Short/Medium-Chain 3-Hydroxyacyl-CoA Dehydrogenase (S/MCHAD) – Biochemical presentation includes a marked elevation of MCHADs and acylcarnitines. Liver failure and encephalopathy are common clinical features and avoidance of fasting is key to treatment.

Medium-Chain 3-Ketoacyl-CoA Thiolase (MCKAT) Deficiency – Biochemical presentation includes lactic aciduria, ketosis, and elevated urinary C4–C12 dicarboxylic aciduria (especially C10 and C12).

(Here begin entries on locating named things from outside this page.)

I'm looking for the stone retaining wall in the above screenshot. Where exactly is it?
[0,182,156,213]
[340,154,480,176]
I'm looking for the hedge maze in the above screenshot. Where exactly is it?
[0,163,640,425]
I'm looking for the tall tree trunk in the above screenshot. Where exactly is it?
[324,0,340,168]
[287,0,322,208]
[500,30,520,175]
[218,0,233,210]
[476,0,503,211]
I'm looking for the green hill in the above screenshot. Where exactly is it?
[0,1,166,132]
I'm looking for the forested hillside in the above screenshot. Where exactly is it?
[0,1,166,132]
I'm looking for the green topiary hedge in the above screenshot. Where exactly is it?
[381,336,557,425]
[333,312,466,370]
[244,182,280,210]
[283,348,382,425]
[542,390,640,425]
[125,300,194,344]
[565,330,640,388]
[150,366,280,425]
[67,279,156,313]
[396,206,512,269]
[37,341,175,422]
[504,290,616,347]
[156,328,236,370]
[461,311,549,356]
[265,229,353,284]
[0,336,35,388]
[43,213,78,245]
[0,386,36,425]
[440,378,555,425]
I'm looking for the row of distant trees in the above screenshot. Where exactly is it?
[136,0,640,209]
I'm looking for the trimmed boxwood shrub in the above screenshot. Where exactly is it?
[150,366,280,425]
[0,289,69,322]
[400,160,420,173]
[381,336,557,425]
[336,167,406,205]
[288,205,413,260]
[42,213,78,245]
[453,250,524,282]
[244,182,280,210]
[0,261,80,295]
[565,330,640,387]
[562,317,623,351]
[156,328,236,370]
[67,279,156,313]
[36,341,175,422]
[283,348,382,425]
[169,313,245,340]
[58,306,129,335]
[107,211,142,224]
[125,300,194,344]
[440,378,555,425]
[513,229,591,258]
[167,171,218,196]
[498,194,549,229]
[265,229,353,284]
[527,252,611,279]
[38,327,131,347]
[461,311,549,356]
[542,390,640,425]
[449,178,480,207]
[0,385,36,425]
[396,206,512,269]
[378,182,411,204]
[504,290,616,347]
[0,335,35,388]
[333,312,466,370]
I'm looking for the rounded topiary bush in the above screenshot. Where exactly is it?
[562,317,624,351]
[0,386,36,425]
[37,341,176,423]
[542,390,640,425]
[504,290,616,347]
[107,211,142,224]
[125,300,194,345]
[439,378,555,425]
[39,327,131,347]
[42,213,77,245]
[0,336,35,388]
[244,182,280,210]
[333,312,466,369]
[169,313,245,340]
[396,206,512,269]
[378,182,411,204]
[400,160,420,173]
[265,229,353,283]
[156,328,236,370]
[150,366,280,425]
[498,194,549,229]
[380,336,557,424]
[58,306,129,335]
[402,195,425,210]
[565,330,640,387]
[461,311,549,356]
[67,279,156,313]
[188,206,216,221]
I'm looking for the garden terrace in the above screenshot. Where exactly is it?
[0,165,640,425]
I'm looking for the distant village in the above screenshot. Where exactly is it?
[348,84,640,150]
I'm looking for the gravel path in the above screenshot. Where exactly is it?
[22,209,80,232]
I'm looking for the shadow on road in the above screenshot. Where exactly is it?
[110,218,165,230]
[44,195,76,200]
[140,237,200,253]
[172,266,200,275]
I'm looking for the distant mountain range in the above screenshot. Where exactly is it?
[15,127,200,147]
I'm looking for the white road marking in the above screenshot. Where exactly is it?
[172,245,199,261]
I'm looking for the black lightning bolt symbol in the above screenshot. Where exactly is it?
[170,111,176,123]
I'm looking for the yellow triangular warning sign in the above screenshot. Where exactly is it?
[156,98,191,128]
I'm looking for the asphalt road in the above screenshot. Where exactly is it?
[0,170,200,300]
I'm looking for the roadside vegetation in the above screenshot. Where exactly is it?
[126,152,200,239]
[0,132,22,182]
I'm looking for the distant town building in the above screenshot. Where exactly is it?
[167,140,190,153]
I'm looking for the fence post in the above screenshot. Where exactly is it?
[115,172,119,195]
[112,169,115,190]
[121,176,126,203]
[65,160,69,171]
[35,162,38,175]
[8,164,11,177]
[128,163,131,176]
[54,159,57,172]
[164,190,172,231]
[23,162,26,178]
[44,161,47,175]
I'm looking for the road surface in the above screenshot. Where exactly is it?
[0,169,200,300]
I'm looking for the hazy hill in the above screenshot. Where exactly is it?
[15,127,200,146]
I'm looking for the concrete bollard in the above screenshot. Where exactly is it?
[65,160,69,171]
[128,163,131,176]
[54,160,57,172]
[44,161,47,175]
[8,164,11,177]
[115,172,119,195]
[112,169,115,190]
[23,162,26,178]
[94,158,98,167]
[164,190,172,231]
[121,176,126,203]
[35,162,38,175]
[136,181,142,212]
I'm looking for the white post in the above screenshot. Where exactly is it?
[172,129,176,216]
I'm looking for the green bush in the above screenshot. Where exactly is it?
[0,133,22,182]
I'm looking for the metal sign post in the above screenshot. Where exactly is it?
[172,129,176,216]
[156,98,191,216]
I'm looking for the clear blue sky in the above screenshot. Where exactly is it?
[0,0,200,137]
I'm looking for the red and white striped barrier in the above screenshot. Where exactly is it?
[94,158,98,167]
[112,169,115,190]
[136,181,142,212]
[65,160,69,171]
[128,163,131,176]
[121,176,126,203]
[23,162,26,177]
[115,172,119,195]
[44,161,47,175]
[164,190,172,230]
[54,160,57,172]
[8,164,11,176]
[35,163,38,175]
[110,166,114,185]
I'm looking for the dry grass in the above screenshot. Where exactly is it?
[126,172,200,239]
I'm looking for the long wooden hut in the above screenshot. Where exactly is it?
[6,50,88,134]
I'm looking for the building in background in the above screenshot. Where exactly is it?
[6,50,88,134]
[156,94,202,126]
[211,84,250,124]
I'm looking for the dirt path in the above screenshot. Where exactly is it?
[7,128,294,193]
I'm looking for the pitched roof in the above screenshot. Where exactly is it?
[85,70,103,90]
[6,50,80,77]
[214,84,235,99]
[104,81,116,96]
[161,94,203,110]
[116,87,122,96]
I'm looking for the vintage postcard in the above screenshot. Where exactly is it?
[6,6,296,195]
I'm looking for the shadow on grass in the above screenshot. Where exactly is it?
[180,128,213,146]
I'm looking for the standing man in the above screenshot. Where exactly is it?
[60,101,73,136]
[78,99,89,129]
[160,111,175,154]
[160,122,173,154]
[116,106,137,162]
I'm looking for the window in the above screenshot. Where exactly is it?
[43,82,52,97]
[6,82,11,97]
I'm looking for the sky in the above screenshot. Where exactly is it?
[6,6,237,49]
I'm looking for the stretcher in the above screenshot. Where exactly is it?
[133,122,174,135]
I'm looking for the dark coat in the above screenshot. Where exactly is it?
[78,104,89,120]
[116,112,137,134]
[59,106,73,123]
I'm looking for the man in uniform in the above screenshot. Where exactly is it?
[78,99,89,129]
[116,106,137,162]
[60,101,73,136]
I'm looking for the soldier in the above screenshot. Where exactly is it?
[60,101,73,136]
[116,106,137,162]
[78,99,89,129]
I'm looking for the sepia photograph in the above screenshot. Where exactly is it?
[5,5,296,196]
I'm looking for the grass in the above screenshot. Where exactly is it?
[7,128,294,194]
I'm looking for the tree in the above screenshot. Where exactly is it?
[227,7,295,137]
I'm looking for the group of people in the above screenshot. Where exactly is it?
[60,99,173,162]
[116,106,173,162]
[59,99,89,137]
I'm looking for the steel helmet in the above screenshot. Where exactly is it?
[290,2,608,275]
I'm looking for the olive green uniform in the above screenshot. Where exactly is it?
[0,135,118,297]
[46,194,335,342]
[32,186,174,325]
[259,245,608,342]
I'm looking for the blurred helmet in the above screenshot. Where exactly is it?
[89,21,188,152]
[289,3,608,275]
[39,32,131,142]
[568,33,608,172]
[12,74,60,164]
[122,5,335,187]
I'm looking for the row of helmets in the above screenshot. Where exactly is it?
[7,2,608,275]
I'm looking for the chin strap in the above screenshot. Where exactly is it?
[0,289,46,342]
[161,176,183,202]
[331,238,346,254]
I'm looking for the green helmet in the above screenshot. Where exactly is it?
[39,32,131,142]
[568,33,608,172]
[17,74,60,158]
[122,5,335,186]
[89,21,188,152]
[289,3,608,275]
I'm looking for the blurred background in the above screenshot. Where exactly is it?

Clinically, fasting intolerance, vomiting, dehydration, metabolic acidosis, liver dysfunction, and rhabdomyolysis are noted and avoidance of fasting is key to treatment.

2,4-Dienoyl-CoA Reductase Deficiency – Hyperlysinemia, low plasma carnitine, and 2-trans,4-cis decadienoylcarnitine in plasma and urine are noted biochemically. Clinical features include neonatal hypotonia, and respiratory acidosis. Treatment has not yet been established.